Several studies have highlighted the effectiveness of advanced models like SVM and PLSR in predicting soil carbon and nitrogen content. Tahmasbian et al.55 reported satisfactory results with low RMSE and high R2 when using advanced models in predicting OC and TN in soil. Yang et al.61 emphasized the high performance of the PLSR in predicting SOC. Ding et al.62 demonstrated that SVM produced the best results for SOC prediction and highlighted the benefits of combining Vis–NIR spectroscopy and SVM for monitoring and predicting SOC in arid region. Jia et al.63 used Vis–NIR and MIR techniques for predicting SOC under different land cover types, and found that SVM regression models outperformed PLSR models in predicting SOC concentration. Viscarra-Rossel and Behrens64 compared various data mining techniques and concluded that SVM was the best approach for estimating SOC, %clay, and pH by using soil Vis–NIR spectroscopy. Sorenson et al.26 suggested that Vis–NIR soil spectroscopy integrated with other methods can be successfully analyzed the variability of TN and OC at soil aggregate scales. In summary, SVM and PLSR models demonstrate strong predictive capabilities for estimating TN and OC using soil spectra. Their accuracy makes them valuable tools for efficiently monitoring and prediction of soil properties.

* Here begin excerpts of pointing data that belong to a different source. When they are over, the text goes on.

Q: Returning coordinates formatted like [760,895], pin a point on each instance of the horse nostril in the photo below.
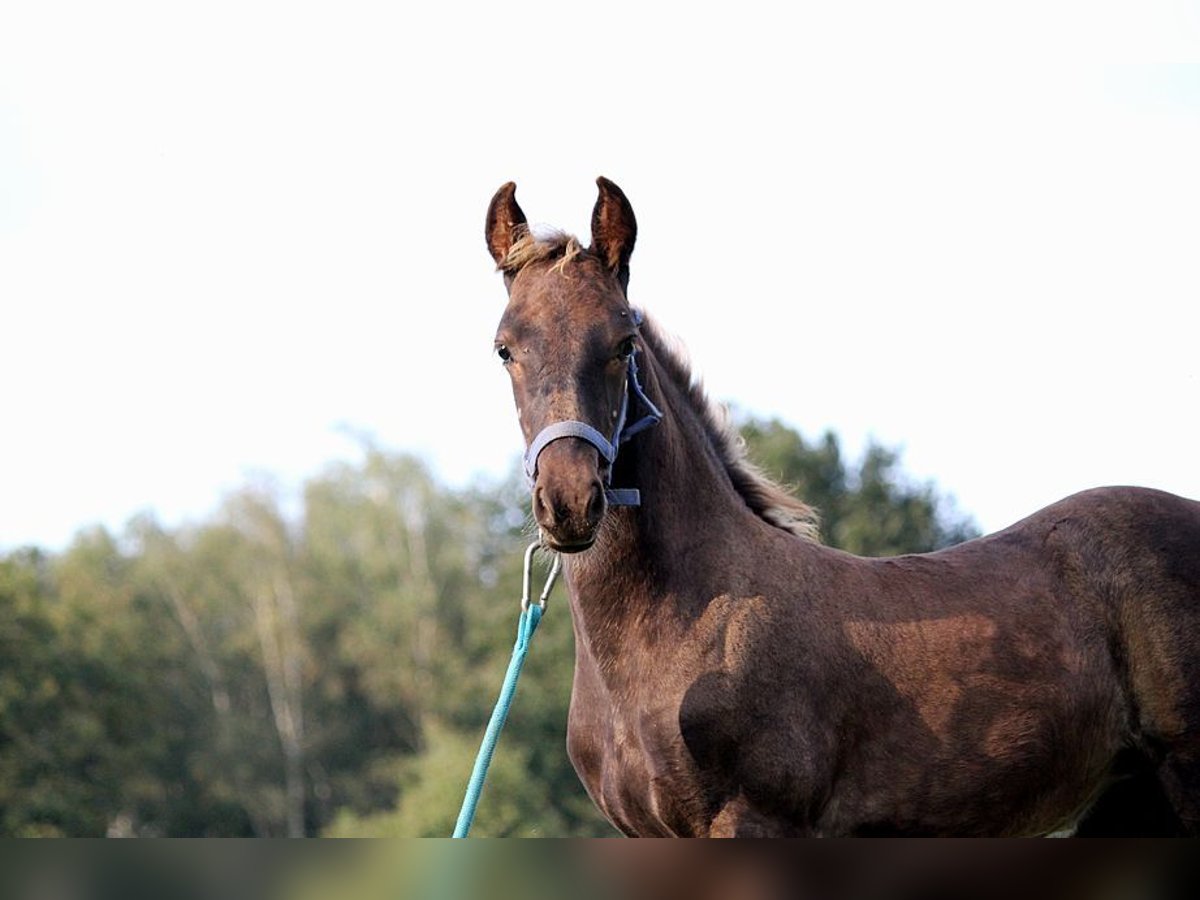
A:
[595,503]
[543,510]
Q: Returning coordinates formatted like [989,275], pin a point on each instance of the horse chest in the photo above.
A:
[631,759]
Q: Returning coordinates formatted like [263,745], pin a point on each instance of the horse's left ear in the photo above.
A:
[613,228]
[504,223]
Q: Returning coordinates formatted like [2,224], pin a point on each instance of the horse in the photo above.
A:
[735,677]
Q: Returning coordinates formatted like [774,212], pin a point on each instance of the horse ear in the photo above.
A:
[504,217]
[613,228]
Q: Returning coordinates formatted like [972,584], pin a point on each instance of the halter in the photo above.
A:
[605,447]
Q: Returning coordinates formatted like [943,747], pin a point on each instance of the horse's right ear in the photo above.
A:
[504,219]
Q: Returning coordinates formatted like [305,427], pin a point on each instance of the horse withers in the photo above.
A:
[735,677]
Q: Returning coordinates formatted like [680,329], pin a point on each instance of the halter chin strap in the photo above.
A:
[605,447]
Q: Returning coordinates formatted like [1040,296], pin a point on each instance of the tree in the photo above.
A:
[873,509]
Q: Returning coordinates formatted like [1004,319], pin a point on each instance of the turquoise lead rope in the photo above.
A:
[531,615]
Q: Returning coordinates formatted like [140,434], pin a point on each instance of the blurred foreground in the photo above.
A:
[601,870]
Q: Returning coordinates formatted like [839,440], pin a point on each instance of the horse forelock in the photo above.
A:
[532,247]
[768,499]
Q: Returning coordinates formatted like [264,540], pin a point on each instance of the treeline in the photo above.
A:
[325,666]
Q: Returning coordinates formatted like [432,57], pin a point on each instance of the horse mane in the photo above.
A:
[534,249]
[768,499]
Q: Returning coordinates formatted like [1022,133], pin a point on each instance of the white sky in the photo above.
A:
[229,228]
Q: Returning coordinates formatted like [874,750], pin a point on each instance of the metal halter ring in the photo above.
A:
[550,579]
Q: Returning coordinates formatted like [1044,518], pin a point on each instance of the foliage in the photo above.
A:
[329,670]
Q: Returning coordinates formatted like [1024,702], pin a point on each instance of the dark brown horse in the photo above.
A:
[735,677]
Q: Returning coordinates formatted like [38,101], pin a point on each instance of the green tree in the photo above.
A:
[871,509]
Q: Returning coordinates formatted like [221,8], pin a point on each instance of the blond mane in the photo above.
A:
[767,498]
[532,249]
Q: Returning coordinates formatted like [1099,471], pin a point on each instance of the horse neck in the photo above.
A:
[659,561]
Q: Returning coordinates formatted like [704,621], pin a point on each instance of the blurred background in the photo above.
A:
[259,520]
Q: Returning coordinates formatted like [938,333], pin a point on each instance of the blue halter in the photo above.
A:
[605,447]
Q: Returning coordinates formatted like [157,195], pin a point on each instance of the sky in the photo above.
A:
[238,237]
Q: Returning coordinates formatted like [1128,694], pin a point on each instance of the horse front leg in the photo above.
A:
[739,819]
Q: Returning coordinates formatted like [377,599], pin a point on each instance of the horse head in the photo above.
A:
[569,341]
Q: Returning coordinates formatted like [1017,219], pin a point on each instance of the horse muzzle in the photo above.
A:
[569,496]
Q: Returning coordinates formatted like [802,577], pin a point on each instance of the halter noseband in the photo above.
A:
[605,447]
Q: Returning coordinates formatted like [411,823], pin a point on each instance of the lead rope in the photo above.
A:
[527,623]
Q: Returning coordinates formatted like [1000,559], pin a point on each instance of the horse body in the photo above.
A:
[733,677]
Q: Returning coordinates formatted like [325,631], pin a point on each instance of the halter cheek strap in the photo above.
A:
[605,447]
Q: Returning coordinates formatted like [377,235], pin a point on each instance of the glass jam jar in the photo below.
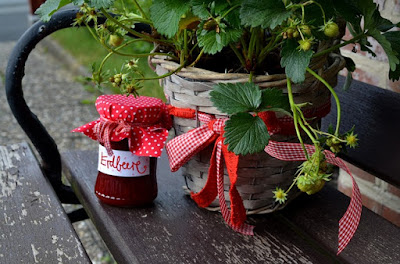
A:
[132,132]
[125,179]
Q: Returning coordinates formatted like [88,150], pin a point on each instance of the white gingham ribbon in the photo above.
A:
[349,222]
[182,148]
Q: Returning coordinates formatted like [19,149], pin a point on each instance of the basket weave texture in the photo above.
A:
[258,174]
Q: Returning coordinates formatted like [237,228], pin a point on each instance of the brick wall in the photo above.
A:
[377,195]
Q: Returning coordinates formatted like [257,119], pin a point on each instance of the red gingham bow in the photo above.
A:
[349,222]
[184,147]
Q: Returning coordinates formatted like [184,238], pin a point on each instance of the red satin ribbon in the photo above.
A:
[182,148]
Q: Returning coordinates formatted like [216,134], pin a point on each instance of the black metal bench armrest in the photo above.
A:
[43,142]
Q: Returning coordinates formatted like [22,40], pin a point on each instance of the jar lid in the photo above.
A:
[143,120]
[141,109]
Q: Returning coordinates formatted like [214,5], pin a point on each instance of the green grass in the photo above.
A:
[81,44]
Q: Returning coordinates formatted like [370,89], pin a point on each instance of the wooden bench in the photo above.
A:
[34,226]
[175,230]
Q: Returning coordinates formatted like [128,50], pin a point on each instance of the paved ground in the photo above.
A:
[54,96]
[13,19]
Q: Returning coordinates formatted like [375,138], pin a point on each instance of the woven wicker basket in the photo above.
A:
[258,174]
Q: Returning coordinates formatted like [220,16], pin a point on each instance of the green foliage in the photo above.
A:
[233,98]
[245,134]
[393,60]
[265,13]
[167,14]
[295,61]
[273,99]
[254,31]
[49,7]
[100,3]
[214,42]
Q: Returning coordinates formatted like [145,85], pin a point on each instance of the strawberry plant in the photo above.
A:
[245,36]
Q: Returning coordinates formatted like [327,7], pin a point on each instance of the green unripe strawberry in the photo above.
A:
[115,40]
[306,30]
[305,44]
[331,29]
[309,186]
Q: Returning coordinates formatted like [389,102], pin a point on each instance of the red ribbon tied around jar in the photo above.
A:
[182,148]
[144,121]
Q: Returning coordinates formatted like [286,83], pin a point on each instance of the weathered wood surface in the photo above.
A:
[34,228]
[175,230]
[375,241]
[375,113]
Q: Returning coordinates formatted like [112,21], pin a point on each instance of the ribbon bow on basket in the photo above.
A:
[182,148]
[144,121]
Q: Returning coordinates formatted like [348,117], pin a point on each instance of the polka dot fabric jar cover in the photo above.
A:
[143,121]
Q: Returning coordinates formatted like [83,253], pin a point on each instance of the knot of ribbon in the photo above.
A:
[106,130]
[182,148]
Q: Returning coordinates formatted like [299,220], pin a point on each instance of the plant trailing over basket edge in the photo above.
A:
[255,32]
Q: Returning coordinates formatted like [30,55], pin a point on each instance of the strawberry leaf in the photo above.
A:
[166,15]
[264,13]
[394,38]
[232,98]
[273,99]
[100,3]
[245,134]
[49,7]
[214,42]
[295,61]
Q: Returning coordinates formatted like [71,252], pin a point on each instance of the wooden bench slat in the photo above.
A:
[34,226]
[175,230]
[375,114]
[375,241]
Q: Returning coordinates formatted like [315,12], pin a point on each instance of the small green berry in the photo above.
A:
[115,40]
[331,29]
[305,44]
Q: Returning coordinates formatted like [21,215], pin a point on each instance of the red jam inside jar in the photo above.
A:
[125,191]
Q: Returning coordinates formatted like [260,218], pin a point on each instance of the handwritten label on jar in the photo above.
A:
[123,163]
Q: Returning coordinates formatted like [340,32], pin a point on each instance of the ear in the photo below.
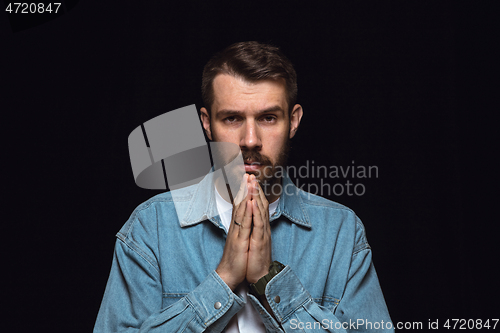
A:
[205,120]
[295,117]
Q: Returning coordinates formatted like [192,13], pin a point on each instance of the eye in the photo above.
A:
[269,119]
[230,120]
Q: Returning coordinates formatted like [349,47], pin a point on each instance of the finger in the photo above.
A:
[262,203]
[243,191]
[246,224]
[258,223]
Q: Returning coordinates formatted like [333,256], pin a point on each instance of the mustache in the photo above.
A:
[255,156]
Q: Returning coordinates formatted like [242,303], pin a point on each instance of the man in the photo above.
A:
[277,259]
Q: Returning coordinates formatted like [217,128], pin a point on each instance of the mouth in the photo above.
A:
[252,166]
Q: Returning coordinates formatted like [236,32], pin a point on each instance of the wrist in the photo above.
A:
[227,279]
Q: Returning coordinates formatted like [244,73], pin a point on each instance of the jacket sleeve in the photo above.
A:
[362,307]
[132,300]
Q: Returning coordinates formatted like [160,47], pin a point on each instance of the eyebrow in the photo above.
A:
[226,113]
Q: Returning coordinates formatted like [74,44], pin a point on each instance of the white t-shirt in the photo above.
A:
[247,319]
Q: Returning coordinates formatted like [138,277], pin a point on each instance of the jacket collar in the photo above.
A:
[197,203]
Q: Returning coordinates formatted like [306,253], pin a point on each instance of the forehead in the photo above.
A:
[235,93]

Higher organic carbon (OC) content in topsoil leads to better predictions with support vector machines (SVM) compared to partial least squares regression (PLSR) due to SVM’s ability to capture complex, non-linear relationships and handle high-dimensional data effectively. The distinctive spectral features associated with high OC content provide rich data that SVM can leverage for more accurate predictions. In contrast, PLSR’s linear approach and dimensionality reduction can miss the nuanced spectral variations in high-OC soils, limiting its predictive power65.

Conclusion

The study aimed to investigate the effects of mining on total nitrogen (TN) and organic carbon (OC) stocks in both the topsoil and subsoil across 3 sites (polluted, moderately-polluted, and non-polluted) using Vis–NIR spectroscopy coupled with SVM and PLSR models. The findings revealed crucial insights into soil health, with the non-polluted site showing the highest levels of organic carbon (7.5 kg m–2) and total nitrogen (2.5 kg m–2), indicating a healthier soil environment. The moderately-polluted site had lower but still significant levels of TN and OC, while the polluted site, especially in northern areas, exhibited the highest spectral reflectance, suggesting that pollution from the iron mine has significantly affected soil properties. Reflectance in the 500–700 nm range was strongly correlated with OC, while the 175–1950 nm range was more strongly correlated to TN. The study also found that using the SVM method with Vis–NIR spectroscopy improved the accuracy of soil property predictions compared to PLSR methods. SVM was particularly effective in predicting topsoil and subsoil TN and OC due to its ability to handle higher concentrations of organic matter. These findings provide a deeper understanding of the impact of iron mining pollution on soil properties at different depths and highlight the benefits of advanced predictive methods in soil science.